We football fans are some of the most fickle people you can find around. We live in the moment; we analyze little and hungrily seek the next opportunity to celebrate nothing. Ghanaian football fans are among the guiltiest.
We go to Germany 2006 World Cup, win 2 games and come home celebrating more than the winners. We host CAN 2008 and get brushed aside by Cameroun, yet we were the happiest. Some even argued that had we won that tournament people would have died celebrating…so it was good we crushed out….wooow! Need I talk about Asamoah Gyan and South Africa 2010 World Cup?
We have won nothing in adult football over the last 30 years, yet we parade ourselves as African football giants even though no one else does. Every year, we claim we are tournament favourites and in spite of our perennial failures we come home celebrating. Why? We always record sweet victories over our noisy neighbours – Nigeria.
So, it is that, a new tournament is already here with us. Once the groups and fixtures were announced, everyone in Ghana says Ghana is winning this easily. Forget about having a coach who thinks he can sit in Europe and win an African tournament.
This is by far our biggest chance to lift a trophy, we say. Why? There is no Nigeria, South Africa, Egypt and Cameroun. We only have only to face the usual tournament chokers Ivory Coast or fellow noise makers Senegal.
Ironically, the oracle agrees with our fickle whims. I have looked into crystal ball. I have seen the end from the beginning. The oracle has spoken. Ghana is winning CAN 2012. CAF should just come to Ghana and give the Ghana FA boss, Kwasi Nyantakyi, the cup.
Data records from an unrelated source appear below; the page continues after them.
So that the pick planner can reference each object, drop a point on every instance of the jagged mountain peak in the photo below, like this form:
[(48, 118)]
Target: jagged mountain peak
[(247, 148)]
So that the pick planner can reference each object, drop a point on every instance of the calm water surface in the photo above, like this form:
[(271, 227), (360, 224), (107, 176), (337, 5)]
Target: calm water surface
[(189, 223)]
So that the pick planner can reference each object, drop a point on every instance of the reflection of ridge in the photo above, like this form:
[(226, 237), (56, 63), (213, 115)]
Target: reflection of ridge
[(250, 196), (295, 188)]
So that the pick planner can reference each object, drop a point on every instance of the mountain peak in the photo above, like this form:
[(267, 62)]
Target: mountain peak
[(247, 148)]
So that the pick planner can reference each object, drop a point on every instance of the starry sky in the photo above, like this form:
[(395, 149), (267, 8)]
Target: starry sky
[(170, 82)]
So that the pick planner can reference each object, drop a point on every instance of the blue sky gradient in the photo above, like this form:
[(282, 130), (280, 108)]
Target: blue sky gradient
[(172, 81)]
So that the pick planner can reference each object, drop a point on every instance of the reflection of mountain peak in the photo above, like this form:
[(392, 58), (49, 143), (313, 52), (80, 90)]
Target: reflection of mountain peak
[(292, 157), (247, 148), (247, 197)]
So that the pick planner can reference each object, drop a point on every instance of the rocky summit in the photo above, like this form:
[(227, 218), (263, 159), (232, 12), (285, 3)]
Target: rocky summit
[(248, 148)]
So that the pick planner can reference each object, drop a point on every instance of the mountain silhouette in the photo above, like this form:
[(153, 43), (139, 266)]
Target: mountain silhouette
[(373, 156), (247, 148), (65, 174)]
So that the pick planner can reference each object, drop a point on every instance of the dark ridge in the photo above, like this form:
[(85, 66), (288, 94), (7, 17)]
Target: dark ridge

No need to waste money on the tournament.
Nyantakyi will just have to also go flying to Serbia in search of the man who is paid over $50,000 per month to sit in his home country and coach another country. Nyantakyi must find the man with the easiest job on earth – Goran Stevanovic – and congratulate him for winning the cup without stepping a foot in Ghana, picking fights with his key player and building his team around out of form bench warmers. All things are possible to those who believe, No? All we need do is to believe in what the oracle says.
What did I see in the crystal ball? What did I hear the oracle say?
The groups will finish as follows:
Group A:  Senegal  Libya
Group B:  Ivory Coast  Burkina Faso
Group C:  Gabon  Tunisia
Group D:  Ghana  Mali
Senegal beats Burkina Faso. Ivory Coast beats Libya. Gabon beats Mali. Ghana thrashes, no wallops, Tunisia.
The Elephants of Ivory Coast see Senegal’s Lions of Teranga Senegal and choke – tails between legs…no surprises there! Gabon takes another beating from Ghana.
Senegal’s Lions of Teranga will try to have Ghana’s Black Stars for dinner, but the thing with lions is that they can’t fly! There you have it – quite easily deduced!
So never mind what the so called pundits are saying about Ivory Coast being the favourites. Never mind all the warning signals about Euro-biased scouting; lack of striking depth; player selection politics; self-imposed left back problems; glassy central defenders; inactive bench warmers in the starting 11 or playing defenders as wingers, grab a Ghana flag and fetch your vuvuzela! There is going to be another opportunity to jump into the streets to celebrate all those moments of sweet nothings.